The parties specifically exclude from application to this Agreement the United Nations Convention on Contracts for the International Sale of Goods and the Uniform Computer Information Transactions Act. If any provision of this Agreement shall be adjudged by any court of competent jurisdiction to be unenforceable or invalid, that provision shall be limited or eliminated to the minimum extent necessary so that this Agreement shall otherwise remain in full force and effect and remain enforceable between the parties. The failure of either party to act in the event of a breach of this Agreement by the other shall not be deemed a waiver of such breach or a waiver of future breaches. Any notice given under this Agreement shall be in writing and in the English language and shall be delivered by certified or registered mail, postage prepaid, return receipt requested. Notices shall be deemed given upon acknowledgment of receipt. All notices to Socialtext must be sent to such address as provided at: http://www.socialtext.com/about/ or as otherwise provided in writing for such notice purposes, provided that a courtesy copy shall also be sent to the attention of the Socialtext Legal Department for all legal notices. Notices to You shall be sent to the address set forth on the first page of this Agreement or to any other address You specify in writing. Neither party shall be liable for failing or delaying performance of its obligations (except for the payment of money) resulting from any condition beyond its reasonable control, including but not limited to, governmental action, acts of terrorism, earthquake, fire, flood or other acts of God, labor conditions, power failures, and Internet disturbances. You agree that this Agreement shall be construed as if both parties jointly wrote and prepared it.

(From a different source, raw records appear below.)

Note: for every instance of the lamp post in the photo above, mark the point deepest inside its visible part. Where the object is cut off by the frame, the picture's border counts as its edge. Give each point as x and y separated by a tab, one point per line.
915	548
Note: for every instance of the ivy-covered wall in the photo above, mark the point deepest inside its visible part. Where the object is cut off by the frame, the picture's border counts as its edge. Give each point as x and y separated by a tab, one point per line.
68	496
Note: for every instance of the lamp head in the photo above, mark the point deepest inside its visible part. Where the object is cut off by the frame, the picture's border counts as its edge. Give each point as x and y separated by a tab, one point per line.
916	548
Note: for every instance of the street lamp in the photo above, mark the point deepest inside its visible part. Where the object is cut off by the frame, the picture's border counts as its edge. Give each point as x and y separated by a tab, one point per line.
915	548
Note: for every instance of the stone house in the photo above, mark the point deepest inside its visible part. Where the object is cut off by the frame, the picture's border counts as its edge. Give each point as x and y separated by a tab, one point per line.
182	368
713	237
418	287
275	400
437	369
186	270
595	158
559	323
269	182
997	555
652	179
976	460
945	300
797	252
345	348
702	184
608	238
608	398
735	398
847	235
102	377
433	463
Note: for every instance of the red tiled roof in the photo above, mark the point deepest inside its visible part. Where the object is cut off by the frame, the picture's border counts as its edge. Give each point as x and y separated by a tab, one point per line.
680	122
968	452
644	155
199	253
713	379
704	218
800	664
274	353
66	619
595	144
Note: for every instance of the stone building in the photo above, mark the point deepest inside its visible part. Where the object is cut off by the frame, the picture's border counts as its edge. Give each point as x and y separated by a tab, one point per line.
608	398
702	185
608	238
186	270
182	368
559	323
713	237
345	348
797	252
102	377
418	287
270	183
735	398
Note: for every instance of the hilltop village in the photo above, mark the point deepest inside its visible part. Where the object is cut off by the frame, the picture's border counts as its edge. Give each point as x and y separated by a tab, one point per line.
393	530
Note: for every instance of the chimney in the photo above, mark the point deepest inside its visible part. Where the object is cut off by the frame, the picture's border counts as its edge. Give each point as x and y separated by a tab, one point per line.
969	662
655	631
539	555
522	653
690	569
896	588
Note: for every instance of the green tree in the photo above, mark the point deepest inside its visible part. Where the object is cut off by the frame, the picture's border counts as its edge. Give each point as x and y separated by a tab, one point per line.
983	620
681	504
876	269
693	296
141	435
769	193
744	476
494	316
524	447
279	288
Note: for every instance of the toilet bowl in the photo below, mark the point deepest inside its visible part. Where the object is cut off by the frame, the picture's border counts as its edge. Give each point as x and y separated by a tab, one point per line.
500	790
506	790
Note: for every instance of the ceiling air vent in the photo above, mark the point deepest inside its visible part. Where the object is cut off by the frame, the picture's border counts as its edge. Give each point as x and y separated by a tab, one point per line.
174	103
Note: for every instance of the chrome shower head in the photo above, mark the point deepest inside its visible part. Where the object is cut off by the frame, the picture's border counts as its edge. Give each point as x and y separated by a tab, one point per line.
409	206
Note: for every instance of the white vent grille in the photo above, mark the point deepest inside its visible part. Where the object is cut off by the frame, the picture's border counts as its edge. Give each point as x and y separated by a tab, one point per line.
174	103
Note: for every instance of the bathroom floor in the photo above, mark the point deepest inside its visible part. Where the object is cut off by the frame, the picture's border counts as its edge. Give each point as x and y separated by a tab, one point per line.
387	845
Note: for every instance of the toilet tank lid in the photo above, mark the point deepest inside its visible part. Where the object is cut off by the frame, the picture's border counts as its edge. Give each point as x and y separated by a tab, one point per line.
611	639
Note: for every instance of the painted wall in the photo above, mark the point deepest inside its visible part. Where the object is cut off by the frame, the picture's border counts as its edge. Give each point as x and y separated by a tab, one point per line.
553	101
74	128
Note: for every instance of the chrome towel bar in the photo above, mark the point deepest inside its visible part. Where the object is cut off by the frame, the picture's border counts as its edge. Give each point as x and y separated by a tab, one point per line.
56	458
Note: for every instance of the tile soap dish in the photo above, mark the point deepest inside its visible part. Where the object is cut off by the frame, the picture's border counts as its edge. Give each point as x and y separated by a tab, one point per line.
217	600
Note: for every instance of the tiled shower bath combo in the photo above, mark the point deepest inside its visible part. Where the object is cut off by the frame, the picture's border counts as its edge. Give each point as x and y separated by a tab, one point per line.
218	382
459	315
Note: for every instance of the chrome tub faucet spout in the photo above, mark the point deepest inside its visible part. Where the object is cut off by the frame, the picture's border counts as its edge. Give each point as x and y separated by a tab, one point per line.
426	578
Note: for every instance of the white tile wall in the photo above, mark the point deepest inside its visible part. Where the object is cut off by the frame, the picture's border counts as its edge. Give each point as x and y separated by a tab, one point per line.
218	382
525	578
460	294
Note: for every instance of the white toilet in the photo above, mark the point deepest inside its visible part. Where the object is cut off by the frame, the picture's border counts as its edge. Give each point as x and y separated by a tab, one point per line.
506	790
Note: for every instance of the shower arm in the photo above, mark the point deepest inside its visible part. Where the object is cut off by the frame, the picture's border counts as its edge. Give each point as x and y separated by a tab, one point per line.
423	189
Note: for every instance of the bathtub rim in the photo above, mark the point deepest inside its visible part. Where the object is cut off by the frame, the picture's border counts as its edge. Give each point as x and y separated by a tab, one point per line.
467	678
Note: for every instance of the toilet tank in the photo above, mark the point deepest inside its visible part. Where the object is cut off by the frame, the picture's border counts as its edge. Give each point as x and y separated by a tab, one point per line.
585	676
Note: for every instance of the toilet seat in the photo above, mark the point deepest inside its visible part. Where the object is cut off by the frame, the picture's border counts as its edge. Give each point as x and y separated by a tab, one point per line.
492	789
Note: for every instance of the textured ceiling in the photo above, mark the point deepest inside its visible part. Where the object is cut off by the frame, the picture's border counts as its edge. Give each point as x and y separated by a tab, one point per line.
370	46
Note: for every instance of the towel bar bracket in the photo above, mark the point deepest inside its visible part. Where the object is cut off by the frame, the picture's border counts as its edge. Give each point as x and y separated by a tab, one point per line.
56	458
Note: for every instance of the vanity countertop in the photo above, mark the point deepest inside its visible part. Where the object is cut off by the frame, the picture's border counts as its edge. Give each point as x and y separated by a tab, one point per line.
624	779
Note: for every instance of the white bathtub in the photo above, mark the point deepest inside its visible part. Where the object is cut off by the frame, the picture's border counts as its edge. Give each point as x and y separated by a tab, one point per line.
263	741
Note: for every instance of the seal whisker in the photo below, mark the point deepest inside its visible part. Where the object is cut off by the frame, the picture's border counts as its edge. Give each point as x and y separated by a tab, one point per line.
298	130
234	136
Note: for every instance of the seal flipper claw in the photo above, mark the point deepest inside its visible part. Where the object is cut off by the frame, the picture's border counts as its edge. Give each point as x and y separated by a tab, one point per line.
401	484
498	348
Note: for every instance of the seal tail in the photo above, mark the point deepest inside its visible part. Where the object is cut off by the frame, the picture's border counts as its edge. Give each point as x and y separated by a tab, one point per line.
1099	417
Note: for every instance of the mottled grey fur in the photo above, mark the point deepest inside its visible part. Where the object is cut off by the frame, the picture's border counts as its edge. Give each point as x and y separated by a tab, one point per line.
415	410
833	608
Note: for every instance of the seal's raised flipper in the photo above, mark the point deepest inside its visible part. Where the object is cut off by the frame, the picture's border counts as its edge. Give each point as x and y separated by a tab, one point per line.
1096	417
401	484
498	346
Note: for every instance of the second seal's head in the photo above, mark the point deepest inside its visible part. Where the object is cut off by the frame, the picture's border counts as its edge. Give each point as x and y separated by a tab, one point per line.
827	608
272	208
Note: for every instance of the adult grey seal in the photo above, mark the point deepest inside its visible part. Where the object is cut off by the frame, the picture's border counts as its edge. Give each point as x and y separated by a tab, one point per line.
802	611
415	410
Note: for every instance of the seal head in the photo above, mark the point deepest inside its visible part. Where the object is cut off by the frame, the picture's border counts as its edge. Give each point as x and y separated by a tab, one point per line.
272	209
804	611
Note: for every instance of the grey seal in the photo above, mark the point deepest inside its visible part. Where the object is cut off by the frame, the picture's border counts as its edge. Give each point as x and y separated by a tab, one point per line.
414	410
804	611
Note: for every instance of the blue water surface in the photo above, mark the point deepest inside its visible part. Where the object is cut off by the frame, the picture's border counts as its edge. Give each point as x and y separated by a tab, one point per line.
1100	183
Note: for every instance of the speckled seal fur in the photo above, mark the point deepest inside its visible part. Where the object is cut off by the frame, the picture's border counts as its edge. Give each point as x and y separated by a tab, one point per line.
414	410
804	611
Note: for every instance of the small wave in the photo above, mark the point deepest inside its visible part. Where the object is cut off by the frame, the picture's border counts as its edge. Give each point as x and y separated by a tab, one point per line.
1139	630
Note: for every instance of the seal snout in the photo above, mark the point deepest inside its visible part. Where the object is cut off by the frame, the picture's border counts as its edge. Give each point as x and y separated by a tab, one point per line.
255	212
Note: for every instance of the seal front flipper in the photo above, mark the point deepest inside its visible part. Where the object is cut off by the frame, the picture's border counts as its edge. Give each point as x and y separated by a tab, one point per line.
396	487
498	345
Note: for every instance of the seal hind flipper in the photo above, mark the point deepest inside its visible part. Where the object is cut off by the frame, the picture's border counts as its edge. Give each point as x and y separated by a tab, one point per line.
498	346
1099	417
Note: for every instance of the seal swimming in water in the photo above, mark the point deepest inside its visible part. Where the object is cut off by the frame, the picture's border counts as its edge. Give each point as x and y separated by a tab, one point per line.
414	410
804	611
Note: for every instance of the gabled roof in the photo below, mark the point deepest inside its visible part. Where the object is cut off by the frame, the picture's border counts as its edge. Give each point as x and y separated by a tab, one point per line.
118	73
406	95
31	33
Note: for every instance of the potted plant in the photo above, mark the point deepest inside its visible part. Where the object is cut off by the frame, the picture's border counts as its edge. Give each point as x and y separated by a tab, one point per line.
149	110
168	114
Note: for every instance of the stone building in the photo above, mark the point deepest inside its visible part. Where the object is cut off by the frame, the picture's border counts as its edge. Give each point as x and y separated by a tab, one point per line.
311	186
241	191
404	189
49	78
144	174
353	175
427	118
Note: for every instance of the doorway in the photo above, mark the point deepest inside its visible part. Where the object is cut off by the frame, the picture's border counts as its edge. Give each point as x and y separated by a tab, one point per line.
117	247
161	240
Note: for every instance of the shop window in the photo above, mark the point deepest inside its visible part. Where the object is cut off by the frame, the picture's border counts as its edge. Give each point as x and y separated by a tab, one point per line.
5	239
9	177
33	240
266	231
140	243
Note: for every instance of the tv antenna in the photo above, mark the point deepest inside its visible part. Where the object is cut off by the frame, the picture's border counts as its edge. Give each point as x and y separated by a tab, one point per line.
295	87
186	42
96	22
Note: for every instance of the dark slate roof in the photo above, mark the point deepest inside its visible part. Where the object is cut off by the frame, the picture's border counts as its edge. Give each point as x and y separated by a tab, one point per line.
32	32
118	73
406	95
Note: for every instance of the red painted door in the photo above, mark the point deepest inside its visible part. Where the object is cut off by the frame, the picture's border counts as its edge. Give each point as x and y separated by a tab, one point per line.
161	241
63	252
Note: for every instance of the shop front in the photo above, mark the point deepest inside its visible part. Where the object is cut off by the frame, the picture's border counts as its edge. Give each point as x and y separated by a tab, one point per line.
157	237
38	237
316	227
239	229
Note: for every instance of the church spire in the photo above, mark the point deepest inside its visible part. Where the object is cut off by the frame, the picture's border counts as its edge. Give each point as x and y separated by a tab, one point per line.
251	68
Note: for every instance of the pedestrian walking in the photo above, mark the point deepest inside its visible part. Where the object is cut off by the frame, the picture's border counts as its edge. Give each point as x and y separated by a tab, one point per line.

This Agreement, including the Order Form, the terms or other provisions located at any Socialtext uniform resource locators (URLs) referenced in this Agreement, and any document specifically incorporated by reference into the Order Form), constitutes a complete, absolute integration and the entire agreement between the parties hereto relating to the subject matters of this Agreement, and supersedes all prior representations, proposals, discussions, and communications, whether oral or in writing, and all contemporaneous oral communications, and any terms contained in any related purchase order(s) or other documents pertaining to the subject matter of this Agreement shall be null and void. This Agreement may be modified only in writing signed by both parties.